The fbi said it will not indict the individuals who bought the bogus degrees, a number of which were purchased by the bureau's agents for between $200 and $2,000, although the misrepresentation of credentials could constitute the crimes of fraud or theft by deceit, the fbi spokesman said. Indictments against each of those who purchased degrees would overburden the federal courts in North Carolina, he added. Instead, the bureau will pass the names along to local and state authorities for appropriate action.

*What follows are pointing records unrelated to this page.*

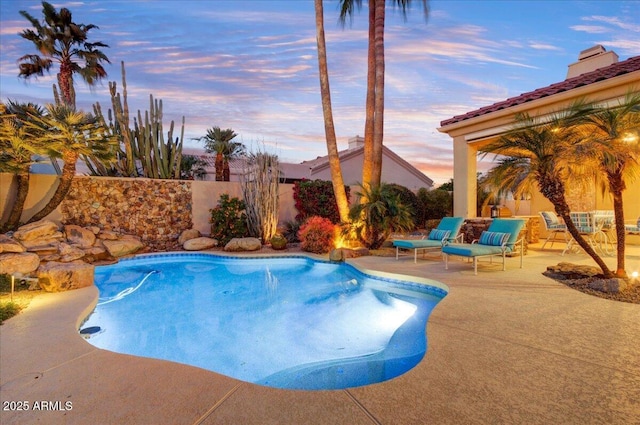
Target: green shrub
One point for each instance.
(316, 197)
(290, 231)
(411, 201)
(317, 235)
(374, 220)
(228, 219)
(8, 310)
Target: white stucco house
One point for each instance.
(394, 168)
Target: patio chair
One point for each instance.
(500, 239)
(591, 225)
(446, 232)
(633, 229)
(554, 227)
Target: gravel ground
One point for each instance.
(630, 295)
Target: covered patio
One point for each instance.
(597, 76)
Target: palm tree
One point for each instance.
(374, 119)
(220, 141)
(540, 154)
(60, 39)
(381, 214)
(19, 145)
(339, 190)
(70, 134)
(611, 136)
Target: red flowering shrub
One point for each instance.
(316, 235)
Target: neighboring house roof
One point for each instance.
(321, 163)
(620, 68)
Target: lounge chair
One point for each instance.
(633, 229)
(554, 227)
(446, 232)
(500, 239)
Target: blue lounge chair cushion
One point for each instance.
(513, 226)
(472, 250)
(453, 225)
(439, 235)
(493, 238)
(417, 243)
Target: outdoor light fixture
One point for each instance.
(630, 138)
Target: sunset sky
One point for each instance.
(252, 65)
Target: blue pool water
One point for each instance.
(286, 322)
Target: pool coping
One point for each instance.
(504, 347)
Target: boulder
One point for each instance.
(69, 253)
(122, 247)
(38, 229)
(573, 271)
(611, 286)
(57, 277)
(198, 244)
(80, 236)
(19, 262)
(43, 241)
(243, 244)
(95, 254)
(8, 244)
(187, 235)
(108, 235)
(340, 254)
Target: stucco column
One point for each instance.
(464, 178)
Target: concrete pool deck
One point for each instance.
(503, 347)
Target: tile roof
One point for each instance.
(620, 68)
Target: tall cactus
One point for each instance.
(143, 144)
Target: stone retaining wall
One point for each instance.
(156, 211)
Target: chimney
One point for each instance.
(595, 57)
(356, 142)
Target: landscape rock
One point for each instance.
(572, 271)
(23, 262)
(36, 230)
(108, 235)
(85, 238)
(612, 286)
(69, 253)
(198, 244)
(188, 234)
(243, 244)
(122, 247)
(57, 277)
(43, 241)
(341, 254)
(8, 244)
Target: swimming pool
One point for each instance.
(285, 322)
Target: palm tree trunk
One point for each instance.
(22, 190)
(367, 166)
(329, 128)
(618, 212)
(68, 173)
(378, 129)
(65, 81)
(219, 167)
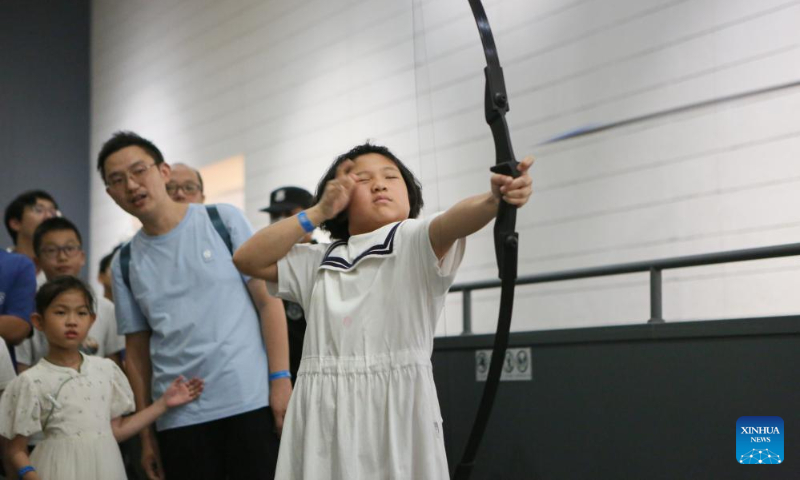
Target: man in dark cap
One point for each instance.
(286, 202)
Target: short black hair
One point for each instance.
(52, 225)
(105, 262)
(49, 291)
(15, 209)
(339, 226)
(199, 178)
(120, 140)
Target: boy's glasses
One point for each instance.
(42, 210)
(52, 252)
(188, 188)
(118, 180)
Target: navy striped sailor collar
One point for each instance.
(346, 255)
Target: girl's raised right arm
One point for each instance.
(258, 256)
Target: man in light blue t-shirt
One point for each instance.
(189, 312)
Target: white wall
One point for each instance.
(292, 84)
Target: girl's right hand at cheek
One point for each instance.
(338, 191)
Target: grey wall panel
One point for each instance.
(44, 105)
(655, 402)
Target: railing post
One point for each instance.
(466, 312)
(655, 296)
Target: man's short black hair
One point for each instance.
(123, 139)
(105, 262)
(339, 225)
(52, 225)
(16, 208)
(55, 287)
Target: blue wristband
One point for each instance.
(279, 374)
(308, 227)
(22, 471)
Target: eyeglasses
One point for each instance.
(188, 188)
(118, 180)
(52, 252)
(42, 210)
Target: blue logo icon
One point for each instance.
(759, 440)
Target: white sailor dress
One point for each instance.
(364, 405)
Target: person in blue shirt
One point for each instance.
(17, 302)
(17, 293)
(189, 311)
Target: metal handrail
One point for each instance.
(655, 267)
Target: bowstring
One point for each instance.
(426, 131)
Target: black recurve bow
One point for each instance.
(505, 238)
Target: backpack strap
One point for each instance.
(216, 220)
(125, 264)
(219, 226)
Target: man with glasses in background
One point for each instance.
(185, 184)
(186, 310)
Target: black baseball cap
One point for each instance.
(286, 199)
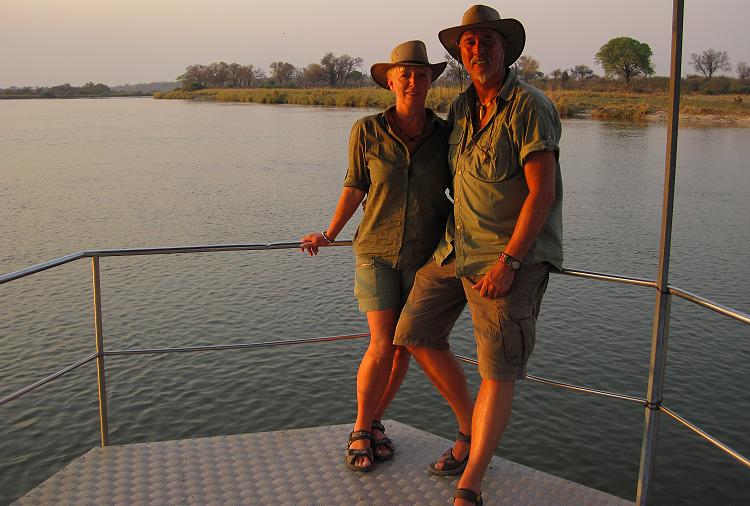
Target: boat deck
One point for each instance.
(300, 466)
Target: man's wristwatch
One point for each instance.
(512, 262)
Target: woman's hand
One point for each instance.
(311, 242)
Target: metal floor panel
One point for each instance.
(291, 467)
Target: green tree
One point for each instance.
(338, 69)
(709, 61)
(626, 58)
(581, 72)
(528, 68)
(283, 73)
(313, 75)
(743, 71)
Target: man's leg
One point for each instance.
(435, 303)
(490, 417)
(447, 374)
(505, 331)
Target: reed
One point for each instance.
(569, 103)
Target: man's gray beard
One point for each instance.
(482, 78)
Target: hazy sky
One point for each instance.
(46, 42)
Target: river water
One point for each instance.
(84, 174)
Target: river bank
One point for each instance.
(728, 109)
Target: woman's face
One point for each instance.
(410, 85)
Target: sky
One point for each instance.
(49, 42)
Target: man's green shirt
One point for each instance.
(407, 207)
(489, 185)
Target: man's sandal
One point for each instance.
(383, 448)
(469, 495)
(451, 465)
(351, 455)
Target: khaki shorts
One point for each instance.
(504, 328)
(378, 286)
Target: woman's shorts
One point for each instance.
(378, 286)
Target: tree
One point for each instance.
(338, 69)
(709, 61)
(313, 75)
(283, 73)
(528, 68)
(743, 71)
(581, 72)
(455, 72)
(198, 74)
(218, 74)
(626, 58)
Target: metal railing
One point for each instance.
(651, 407)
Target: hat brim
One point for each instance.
(379, 71)
(511, 29)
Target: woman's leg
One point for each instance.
(374, 372)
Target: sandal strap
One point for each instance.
(450, 461)
(468, 495)
(361, 452)
(460, 436)
(359, 434)
(383, 441)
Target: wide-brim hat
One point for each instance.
(481, 16)
(412, 53)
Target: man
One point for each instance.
(500, 243)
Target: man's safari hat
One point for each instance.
(409, 54)
(481, 16)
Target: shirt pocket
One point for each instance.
(494, 161)
(386, 162)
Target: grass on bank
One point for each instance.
(570, 103)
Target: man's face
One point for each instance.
(483, 54)
(410, 84)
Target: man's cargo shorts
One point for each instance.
(504, 328)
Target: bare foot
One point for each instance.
(361, 444)
(460, 451)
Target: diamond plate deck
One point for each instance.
(291, 467)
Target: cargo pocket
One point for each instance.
(519, 334)
(365, 282)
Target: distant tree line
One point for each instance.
(88, 90)
(332, 71)
(60, 91)
(625, 61)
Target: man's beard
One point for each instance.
(483, 76)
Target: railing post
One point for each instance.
(101, 383)
(660, 328)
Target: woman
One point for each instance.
(398, 159)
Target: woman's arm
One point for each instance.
(348, 202)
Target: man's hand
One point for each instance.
(311, 242)
(496, 282)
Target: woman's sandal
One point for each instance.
(384, 444)
(469, 495)
(451, 465)
(352, 454)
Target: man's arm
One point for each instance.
(539, 169)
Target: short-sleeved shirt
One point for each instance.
(407, 206)
(489, 184)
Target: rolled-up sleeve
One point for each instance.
(539, 130)
(358, 174)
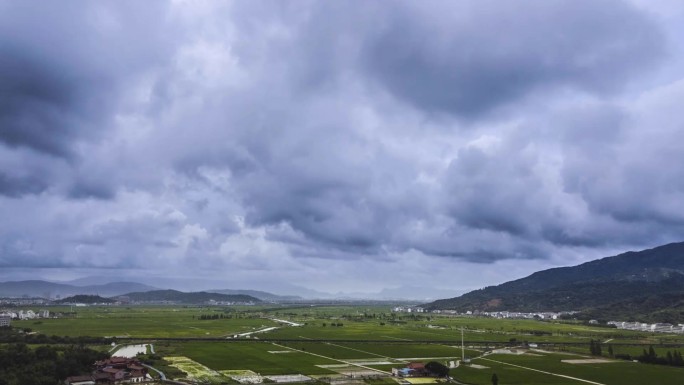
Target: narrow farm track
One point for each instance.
(334, 359)
(542, 371)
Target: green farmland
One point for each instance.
(340, 341)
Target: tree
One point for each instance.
(437, 369)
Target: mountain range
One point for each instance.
(182, 297)
(642, 286)
(44, 289)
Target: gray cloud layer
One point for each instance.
(283, 138)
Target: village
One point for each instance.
(115, 370)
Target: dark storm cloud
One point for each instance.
(63, 66)
(467, 58)
(296, 158)
(253, 136)
(15, 186)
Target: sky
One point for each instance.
(357, 146)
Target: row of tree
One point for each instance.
(13, 335)
(670, 358)
(44, 365)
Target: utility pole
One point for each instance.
(462, 347)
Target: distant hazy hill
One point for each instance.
(89, 299)
(262, 295)
(38, 288)
(194, 297)
(618, 286)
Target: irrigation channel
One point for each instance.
(469, 344)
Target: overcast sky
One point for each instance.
(336, 145)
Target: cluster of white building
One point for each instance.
(408, 309)
(5, 319)
(653, 328)
(28, 314)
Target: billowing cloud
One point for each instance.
(263, 142)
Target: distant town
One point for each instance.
(637, 326)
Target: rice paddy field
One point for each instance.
(365, 342)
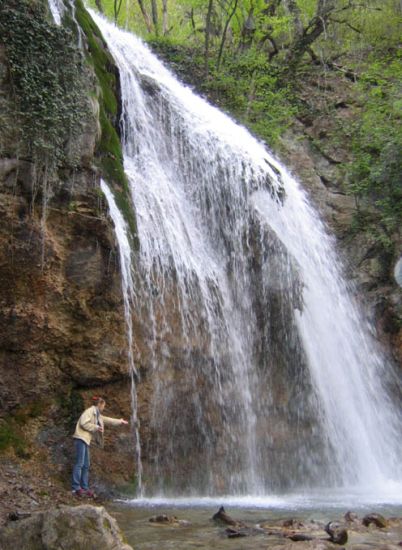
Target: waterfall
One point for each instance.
(261, 372)
(58, 10)
(128, 293)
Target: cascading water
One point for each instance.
(264, 376)
(57, 9)
(128, 293)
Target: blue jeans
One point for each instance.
(81, 466)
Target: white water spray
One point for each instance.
(261, 363)
(127, 288)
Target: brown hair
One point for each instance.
(96, 400)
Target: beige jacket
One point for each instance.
(87, 427)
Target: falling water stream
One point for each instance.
(265, 377)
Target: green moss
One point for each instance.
(109, 150)
(48, 79)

In the coming months, however, the bureau will attempt to prosecute for mail and wire fraud the operators of the diploma mills, many of whom operated out of post-office boxes in different parts of the country or through legal mail-forwarding services, the spokesman said. Convictions for those crimes carry a maximum penalty of five years in jail and/or a $1,000 fine for each fraudulent telephone call or letter.
Among the bogus institutions that offered education degrees were Florida State Christian College, American Western University, National College of Arts and Science, National Research Institute, and the South Union Graduate School. None of these institutions is accredited either regionally or nationally, according to the fbi
"We are going to embarrass an awful lot of people by the time we're through," the spokesman said. "There are 'graduates' of these mills in every state in the union."
After being tipped off about the bogus degrees in 1980, the fbi spokesman said, an agent began writing for information about degree programs advertised in periodicals at Charlotte newsstands. Next, the agent would negotiate a price for a diploma and/or transcript and then send a check and receive his "credentials" by mail, he explained.
The agent then presented the phony credentials in a job application; the operator of the diploma mill generally would verify the agent's "attendance" to the prospective employer, a fraudulent act, the spokesman said, adding that the fbi's agents were also offered kickbacks for cultivating additional students.